Citations sur Oeuvres, tome 3 (72)
Les témoignages de la gentillesse du monde nous sont apportés aux moments les plus durs de l’existence : à la naissance, lors du premier pas dans la vie, et lors du dernier, au moment de la quitter. Voilà le programme minimum de la sollicitude humaine.
Dans le culte du souvenir dédié aux êtres chers, éloignés ou disparus, la valeur cultuelle de l’image trouve son dernier refuge. Dans l’expression fugitive d’un visage d’homme, sur les anciennes photographies, l’aura nous fait signe, une dernière fois. C’est ce qui fait leur incomparable beauté, pleine de mélancolie.
La réception par la distraction, de plus en plus sensible aujourd’hui dans tous les domaines de l’art, et symptôme elle-même d’importantes mutations de la perception, a trouvé sa place centrale au cinéma.

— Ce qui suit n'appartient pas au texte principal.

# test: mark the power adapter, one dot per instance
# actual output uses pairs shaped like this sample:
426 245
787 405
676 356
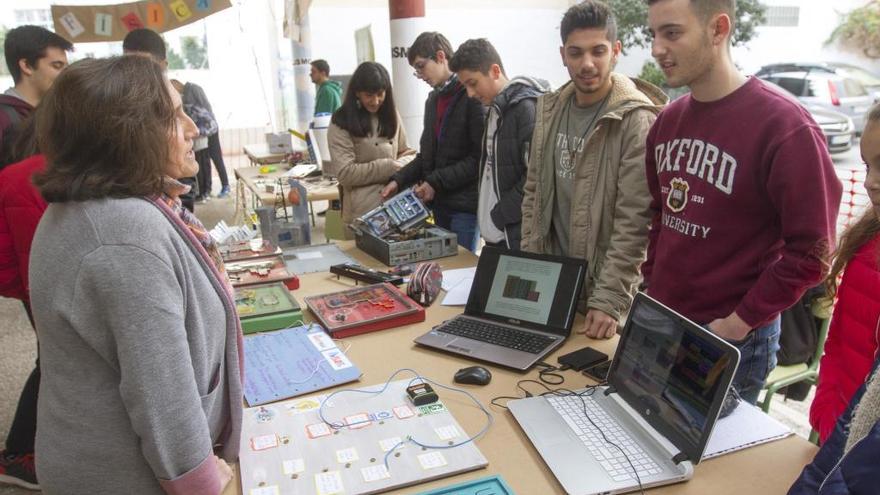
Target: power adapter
421 394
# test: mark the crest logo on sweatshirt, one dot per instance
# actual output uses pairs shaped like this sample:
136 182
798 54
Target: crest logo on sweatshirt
676 200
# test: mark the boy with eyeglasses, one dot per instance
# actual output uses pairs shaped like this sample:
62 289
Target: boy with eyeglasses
445 171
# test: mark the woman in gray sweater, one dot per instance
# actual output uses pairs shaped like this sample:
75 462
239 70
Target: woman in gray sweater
140 345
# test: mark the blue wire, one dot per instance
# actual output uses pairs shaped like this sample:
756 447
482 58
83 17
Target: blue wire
409 438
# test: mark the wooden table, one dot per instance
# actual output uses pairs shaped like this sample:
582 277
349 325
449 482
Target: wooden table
254 181
765 469
259 154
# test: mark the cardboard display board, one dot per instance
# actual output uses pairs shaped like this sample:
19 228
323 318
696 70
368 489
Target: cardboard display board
287 449
88 23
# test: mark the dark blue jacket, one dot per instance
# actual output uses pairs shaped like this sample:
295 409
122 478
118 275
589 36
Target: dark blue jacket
832 472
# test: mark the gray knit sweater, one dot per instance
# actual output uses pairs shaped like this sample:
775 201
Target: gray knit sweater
138 351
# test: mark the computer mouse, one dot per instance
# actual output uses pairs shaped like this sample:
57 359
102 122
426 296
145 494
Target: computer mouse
473 375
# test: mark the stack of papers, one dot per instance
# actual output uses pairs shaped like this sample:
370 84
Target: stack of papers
457 284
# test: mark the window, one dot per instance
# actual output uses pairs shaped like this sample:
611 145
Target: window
781 16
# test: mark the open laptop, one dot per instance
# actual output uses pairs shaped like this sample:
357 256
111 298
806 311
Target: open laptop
521 307
665 389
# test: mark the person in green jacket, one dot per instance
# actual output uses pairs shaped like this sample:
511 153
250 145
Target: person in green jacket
329 96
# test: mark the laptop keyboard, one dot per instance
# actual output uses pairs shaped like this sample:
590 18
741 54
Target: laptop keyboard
609 457
497 334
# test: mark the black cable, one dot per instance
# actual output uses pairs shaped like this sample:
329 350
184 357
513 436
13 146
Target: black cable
550 371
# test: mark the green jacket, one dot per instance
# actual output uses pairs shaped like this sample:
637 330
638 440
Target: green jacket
610 216
329 97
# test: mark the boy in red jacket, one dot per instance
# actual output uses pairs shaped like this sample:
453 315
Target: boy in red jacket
744 193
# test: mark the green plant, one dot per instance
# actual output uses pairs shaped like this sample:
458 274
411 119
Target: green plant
194 52
859 30
633 31
175 61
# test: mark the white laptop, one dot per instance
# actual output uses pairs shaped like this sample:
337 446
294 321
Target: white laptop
665 389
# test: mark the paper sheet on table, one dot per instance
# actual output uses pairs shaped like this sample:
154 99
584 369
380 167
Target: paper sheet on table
458 293
451 278
747 426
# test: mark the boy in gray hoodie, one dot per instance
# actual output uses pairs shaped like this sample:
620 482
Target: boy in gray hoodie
508 131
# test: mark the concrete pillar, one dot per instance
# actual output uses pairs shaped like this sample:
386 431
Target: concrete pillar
407 22
305 89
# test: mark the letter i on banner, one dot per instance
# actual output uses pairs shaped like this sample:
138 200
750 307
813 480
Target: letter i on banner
155 15
103 24
131 21
72 25
180 10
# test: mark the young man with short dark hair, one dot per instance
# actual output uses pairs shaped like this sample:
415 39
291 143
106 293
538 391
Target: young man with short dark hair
444 172
509 125
145 41
329 95
34 56
585 194
744 196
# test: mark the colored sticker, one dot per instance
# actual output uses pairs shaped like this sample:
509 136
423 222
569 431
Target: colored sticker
180 10
447 432
403 412
293 466
321 341
72 25
302 406
389 443
429 409
375 473
264 442
346 455
358 421
131 21
103 24
432 460
264 415
336 359
329 483
318 430
155 15
265 490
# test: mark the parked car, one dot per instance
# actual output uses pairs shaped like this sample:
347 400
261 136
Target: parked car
838 128
869 80
823 88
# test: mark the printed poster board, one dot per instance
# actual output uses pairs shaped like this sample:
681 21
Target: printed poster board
90 23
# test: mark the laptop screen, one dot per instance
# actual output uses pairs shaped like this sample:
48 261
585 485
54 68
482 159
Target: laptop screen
674 373
526 289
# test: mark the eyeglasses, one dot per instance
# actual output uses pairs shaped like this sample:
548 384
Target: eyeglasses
420 67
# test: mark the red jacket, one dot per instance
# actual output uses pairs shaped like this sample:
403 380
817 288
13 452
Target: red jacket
21 208
852 339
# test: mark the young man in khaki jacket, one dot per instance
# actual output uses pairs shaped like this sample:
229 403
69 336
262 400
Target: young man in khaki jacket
586 195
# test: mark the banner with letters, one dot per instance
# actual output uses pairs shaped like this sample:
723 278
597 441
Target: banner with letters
88 23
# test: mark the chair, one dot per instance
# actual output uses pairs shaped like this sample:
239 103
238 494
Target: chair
783 376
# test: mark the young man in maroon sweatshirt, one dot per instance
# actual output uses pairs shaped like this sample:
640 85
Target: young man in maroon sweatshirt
744 193
34 56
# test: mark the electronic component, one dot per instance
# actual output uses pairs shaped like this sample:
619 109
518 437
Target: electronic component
583 358
364 274
421 394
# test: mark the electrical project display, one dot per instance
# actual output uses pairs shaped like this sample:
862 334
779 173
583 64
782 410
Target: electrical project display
370 440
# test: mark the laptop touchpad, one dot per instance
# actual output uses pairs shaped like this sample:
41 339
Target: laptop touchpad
553 434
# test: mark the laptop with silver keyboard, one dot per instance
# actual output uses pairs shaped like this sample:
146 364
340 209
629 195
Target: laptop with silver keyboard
521 307
650 425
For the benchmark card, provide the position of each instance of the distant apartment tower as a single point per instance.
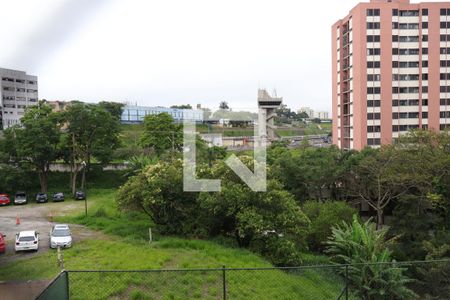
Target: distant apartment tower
(18, 90)
(390, 72)
(321, 115)
(308, 111)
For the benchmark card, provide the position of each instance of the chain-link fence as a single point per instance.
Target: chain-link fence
(420, 280)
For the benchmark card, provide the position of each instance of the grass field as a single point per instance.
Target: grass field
(124, 246)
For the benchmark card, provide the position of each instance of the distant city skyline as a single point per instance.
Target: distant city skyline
(174, 52)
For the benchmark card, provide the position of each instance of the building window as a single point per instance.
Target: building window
(373, 64)
(373, 128)
(373, 38)
(373, 77)
(408, 26)
(405, 77)
(374, 51)
(374, 90)
(444, 76)
(409, 13)
(408, 39)
(373, 116)
(373, 25)
(373, 103)
(374, 142)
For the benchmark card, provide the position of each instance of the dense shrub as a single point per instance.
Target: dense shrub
(372, 273)
(323, 216)
(270, 223)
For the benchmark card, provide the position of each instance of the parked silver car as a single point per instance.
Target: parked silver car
(20, 198)
(60, 236)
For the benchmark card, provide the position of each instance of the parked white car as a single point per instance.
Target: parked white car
(61, 236)
(27, 240)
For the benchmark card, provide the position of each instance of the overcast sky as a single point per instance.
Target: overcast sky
(174, 51)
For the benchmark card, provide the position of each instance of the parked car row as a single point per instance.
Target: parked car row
(21, 197)
(60, 236)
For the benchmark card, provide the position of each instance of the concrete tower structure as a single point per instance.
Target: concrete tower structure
(267, 105)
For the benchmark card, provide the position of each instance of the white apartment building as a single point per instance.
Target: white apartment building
(18, 90)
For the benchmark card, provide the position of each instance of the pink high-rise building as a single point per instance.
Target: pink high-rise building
(391, 71)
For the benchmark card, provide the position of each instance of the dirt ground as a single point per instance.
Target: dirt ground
(37, 217)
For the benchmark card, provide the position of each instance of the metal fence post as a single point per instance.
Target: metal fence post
(67, 285)
(346, 282)
(224, 281)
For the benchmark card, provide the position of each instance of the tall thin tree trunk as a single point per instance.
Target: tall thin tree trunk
(379, 218)
(43, 181)
(74, 179)
(83, 178)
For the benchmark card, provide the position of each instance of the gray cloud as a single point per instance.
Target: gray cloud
(46, 38)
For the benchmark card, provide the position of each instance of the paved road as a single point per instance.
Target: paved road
(34, 217)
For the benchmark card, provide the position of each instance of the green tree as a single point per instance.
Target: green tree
(309, 173)
(372, 274)
(183, 106)
(158, 191)
(323, 216)
(161, 133)
(224, 105)
(114, 108)
(37, 140)
(271, 222)
(381, 177)
(90, 131)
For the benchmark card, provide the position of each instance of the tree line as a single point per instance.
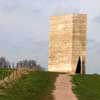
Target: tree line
(32, 64)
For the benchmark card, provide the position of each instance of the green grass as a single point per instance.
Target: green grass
(35, 86)
(4, 72)
(87, 87)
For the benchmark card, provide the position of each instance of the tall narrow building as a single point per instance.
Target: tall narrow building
(67, 44)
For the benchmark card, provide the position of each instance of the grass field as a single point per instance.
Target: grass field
(35, 86)
(87, 87)
(4, 72)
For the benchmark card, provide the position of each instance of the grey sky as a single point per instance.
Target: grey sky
(24, 28)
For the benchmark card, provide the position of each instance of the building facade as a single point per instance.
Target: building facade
(67, 43)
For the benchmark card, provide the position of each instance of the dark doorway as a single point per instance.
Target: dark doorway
(78, 68)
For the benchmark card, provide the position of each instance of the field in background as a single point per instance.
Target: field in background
(4, 72)
(37, 85)
(87, 87)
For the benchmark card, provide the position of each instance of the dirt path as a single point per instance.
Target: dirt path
(63, 89)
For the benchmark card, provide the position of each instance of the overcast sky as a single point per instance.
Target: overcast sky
(24, 28)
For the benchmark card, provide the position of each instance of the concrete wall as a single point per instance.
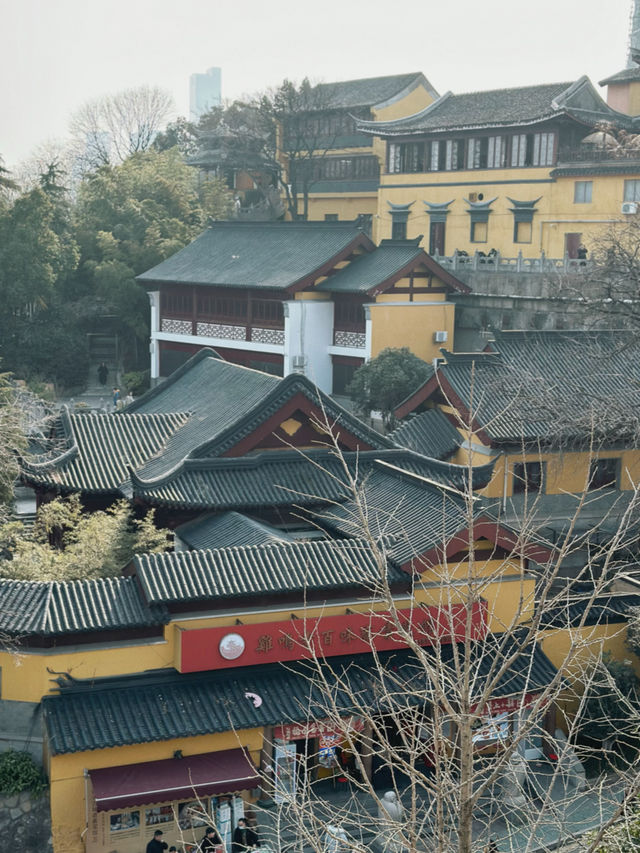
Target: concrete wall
(21, 728)
(25, 822)
(517, 301)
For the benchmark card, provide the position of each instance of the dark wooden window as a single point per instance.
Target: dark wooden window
(343, 370)
(399, 229)
(603, 474)
(528, 477)
(348, 316)
(177, 303)
(267, 312)
(226, 308)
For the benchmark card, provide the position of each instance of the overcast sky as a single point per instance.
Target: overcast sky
(56, 54)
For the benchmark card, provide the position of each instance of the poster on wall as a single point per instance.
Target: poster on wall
(492, 728)
(159, 814)
(224, 823)
(192, 814)
(285, 772)
(238, 809)
(124, 821)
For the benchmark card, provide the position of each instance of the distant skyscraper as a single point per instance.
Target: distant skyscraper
(204, 92)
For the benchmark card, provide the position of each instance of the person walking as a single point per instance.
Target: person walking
(244, 838)
(211, 841)
(157, 845)
(103, 373)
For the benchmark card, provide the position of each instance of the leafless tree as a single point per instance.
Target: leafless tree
(107, 130)
(447, 723)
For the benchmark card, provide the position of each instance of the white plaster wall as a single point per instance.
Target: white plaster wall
(154, 303)
(308, 333)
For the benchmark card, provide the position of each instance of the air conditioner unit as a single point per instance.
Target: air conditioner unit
(298, 363)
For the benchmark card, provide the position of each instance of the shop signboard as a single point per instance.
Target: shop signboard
(508, 703)
(323, 729)
(325, 636)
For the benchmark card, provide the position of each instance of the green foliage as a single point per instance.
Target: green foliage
(633, 632)
(612, 701)
(622, 837)
(19, 772)
(132, 216)
(386, 380)
(68, 544)
(12, 438)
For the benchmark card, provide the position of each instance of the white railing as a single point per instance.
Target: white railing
(481, 262)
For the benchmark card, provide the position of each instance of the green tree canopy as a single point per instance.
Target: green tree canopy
(85, 545)
(386, 380)
(132, 216)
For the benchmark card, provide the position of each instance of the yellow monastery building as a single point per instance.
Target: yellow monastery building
(531, 170)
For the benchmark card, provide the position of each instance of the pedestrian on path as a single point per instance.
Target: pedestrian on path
(157, 845)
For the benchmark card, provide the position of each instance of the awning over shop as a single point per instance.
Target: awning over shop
(173, 779)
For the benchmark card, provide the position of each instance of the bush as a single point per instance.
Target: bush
(19, 772)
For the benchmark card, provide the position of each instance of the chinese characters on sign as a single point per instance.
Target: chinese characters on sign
(346, 633)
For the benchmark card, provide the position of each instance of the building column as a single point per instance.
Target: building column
(367, 751)
(367, 332)
(308, 334)
(154, 349)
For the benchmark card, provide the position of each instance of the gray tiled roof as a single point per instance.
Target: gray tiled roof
(218, 395)
(419, 515)
(256, 254)
(37, 608)
(541, 385)
(525, 106)
(286, 478)
(430, 433)
(101, 447)
(605, 608)
(370, 270)
(142, 709)
(367, 92)
(227, 529)
(627, 75)
(272, 568)
(483, 109)
(218, 404)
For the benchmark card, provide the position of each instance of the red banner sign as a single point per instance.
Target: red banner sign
(318, 728)
(508, 703)
(326, 636)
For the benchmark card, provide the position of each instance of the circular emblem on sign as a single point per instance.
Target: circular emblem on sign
(231, 646)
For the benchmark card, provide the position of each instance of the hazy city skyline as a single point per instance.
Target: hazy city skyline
(62, 54)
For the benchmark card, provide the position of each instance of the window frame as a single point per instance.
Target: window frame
(520, 477)
(631, 184)
(582, 188)
(598, 481)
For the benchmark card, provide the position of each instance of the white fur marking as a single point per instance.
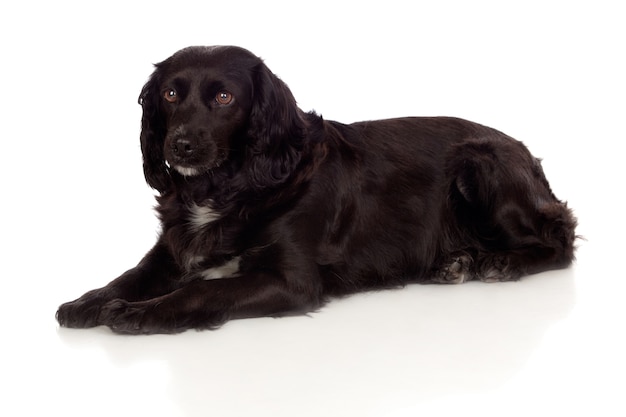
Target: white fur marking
(228, 270)
(200, 216)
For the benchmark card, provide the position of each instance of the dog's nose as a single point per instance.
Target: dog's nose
(182, 147)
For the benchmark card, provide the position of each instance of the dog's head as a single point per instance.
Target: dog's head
(205, 107)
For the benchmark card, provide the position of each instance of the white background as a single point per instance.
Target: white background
(75, 211)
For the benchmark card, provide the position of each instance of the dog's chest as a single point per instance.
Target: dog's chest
(199, 217)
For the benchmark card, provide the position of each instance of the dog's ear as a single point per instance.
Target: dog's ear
(276, 129)
(153, 136)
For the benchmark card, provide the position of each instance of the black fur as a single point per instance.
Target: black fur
(301, 209)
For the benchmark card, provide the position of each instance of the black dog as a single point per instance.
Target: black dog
(269, 211)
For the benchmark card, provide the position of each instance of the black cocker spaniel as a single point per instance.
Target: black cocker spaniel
(268, 211)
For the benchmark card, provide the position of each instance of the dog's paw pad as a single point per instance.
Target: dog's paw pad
(457, 271)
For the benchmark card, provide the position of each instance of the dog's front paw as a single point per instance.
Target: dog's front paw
(455, 271)
(81, 313)
(124, 317)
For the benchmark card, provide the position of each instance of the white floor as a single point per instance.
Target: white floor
(74, 213)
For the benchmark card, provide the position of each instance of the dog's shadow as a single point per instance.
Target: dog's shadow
(392, 347)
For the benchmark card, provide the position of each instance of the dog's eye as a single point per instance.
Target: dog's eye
(223, 98)
(170, 95)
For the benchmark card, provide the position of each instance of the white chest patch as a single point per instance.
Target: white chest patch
(200, 216)
(228, 270)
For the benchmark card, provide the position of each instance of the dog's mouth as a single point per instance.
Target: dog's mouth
(187, 170)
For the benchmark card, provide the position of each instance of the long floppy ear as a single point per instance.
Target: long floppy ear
(276, 129)
(152, 137)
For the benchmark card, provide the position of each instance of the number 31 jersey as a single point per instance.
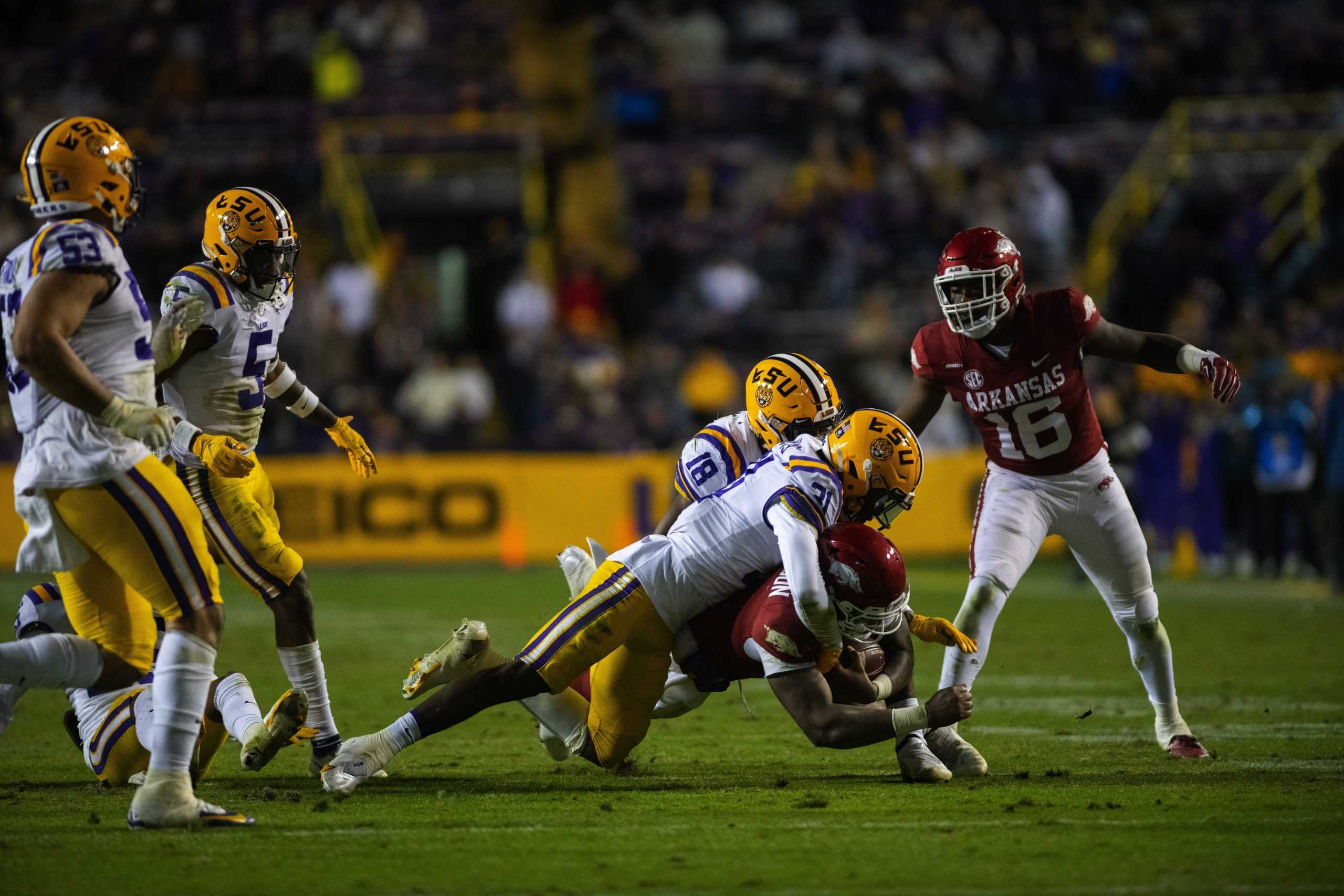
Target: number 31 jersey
(62, 445)
(221, 388)
(1033, 407)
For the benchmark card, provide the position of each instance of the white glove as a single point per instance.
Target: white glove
(142, 422)
(579, 567)
(182, 319)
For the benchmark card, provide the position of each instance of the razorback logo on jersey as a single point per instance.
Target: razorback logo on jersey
(781, 642)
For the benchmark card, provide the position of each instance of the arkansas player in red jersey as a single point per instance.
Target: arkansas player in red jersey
(1014, 362)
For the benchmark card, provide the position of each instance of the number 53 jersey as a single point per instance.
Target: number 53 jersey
(221, 388)
(64, 446)
(1033, 407)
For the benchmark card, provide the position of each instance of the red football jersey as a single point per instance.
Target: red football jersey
(1033, 407)
(765, 616)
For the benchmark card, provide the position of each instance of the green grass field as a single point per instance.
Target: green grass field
(733, 801)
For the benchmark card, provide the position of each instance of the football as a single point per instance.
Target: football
(873, 656)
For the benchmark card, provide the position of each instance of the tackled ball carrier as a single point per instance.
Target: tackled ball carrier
(1015, 362)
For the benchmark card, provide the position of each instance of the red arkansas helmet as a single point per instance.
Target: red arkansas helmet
(979, 281)
(866, 578)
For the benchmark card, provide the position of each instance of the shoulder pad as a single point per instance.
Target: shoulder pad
(202, 280)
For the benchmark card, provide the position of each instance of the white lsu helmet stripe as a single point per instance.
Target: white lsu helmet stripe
(33, 163)
(810, 376)
(277, 208)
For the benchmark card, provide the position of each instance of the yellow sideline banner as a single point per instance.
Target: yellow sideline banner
(521, 508)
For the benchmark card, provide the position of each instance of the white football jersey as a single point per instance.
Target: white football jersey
(62, 445)
(221, 388)
(723, 542)
(716, 456)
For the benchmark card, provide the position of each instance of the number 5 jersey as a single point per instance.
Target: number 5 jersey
(219, 388)
(1031, 405)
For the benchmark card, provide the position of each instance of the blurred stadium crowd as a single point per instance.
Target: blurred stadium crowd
(790, 172)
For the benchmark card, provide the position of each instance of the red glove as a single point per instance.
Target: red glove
(1220, 371)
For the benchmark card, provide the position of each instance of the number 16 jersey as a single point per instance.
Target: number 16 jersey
(1033, 407)
(219, 388)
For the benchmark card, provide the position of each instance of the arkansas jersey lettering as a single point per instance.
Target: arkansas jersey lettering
(1033, 409)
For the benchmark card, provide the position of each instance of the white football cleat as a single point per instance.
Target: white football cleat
(356, 761)
(284, 721)
(959, 757)
(320, 761)
(579, 567)
(169, 803)
(555, 746)
(918, 765)
(452, 660)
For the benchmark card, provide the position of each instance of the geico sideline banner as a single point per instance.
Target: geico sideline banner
(522, 508)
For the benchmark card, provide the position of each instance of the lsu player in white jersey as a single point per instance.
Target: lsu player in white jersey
(221, 383)
(118, 527)
(112, 727)
(623, 625)
(786, 395)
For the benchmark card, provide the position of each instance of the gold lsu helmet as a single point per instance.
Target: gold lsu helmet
(791, 395)
(81, 163)
(250, 238)
(881, 464)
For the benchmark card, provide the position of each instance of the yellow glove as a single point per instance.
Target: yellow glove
(361, 458)
(224, 456)
(827, 661)
(939, 630)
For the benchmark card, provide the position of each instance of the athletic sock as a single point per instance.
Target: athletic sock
(565, 715)
(402, 733)
(51, 661)
(1151, 653)
(976, 618)
(237, 705)
(304, 667)
(183, 672)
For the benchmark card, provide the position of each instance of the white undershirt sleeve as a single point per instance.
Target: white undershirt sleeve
(803, 567)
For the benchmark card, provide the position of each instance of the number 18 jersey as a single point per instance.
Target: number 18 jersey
(219, 388)
(1033, 407)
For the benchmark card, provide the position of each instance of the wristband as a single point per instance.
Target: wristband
(909, 719)
(1189, 359)
(306, 405)
(183, 436)
(281, 383)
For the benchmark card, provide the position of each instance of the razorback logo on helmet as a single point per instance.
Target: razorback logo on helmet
(846, 575)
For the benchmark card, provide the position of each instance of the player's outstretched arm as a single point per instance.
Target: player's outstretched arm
(807, 698)
(901, 662)
(1164, 352)
(921, 404)
(282, 385)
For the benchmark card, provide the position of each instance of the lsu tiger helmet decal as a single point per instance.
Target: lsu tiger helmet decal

L’individu, en essayant d’affronter la technique avec les seules armes de l’intériorité, court à sa perte.
Aucune ville n'est liée aussi intimement au livre que Paris.
Si Giraudoux a raison quand il dit que l'homme a le plus haut sentiment de liberté en flânant le long d'un fleuve, la flânerie la plus achevée, par conséquent la plus heureuse, conduit ici encore vers le livre, et dans le livre. Car depuis des siècles le lierre des feuilles savantes s'est attaché sur les quais de la Seine : Paris est la grande salle de lecture d'une bibliothèque que traverse la Seine.
L’important, dans le roman, ce n’est donc pas qu’il nous instruit en nous présentant un destin étranger, mais que ce destin étranger, par la flamme qui le consume, nous procure une chaleur que nous ne trouverions jamais dans notre propre vie. Ce qui attire le lecteur vers le roman, c’est l’espérance de réchauffer sa vie transie à la flamme d’une mort dont il lit le récit.
Chaque époque ne rêve pas seulement la suivante : en rêvant, elle tend aussi vers le réveil.
L’historien matérialiste ne saurait renoncer au concept d’un présent qui n’est point passage, mais arrêt et blocage du temps. Car un tel concept définit justement le présent dans lequel, pour sa part, il écrit l’histoire. L’historicisme compose l’image « éternelle » du passé, le matérialisme historique dépeint l’expérience unique de la rencontre avec ce passé. Il laisse d’autres se dépenser dans le bordel de l’historicisme avec la putain « Il était une fois ». Il reste maître de ses forces: assez viril pour faire éclater le continuum de l’histoire.
S’effarer que les événements que nous vivons soient « encore » possible au XXe siècle c’est marquer un étonnement qui n’a rien de philosophique. Un tel étonnement ne mène à aucune connaissance, si ce n’est à comprendre que la conception de l’histoire d’où il découle n’est pas tenable.
Au recueillement, qui est devenu pour une bourgeoisie dégénérée l’école du comportement asocial, s’oppose ici la distraction en tant que modalité de comportement social.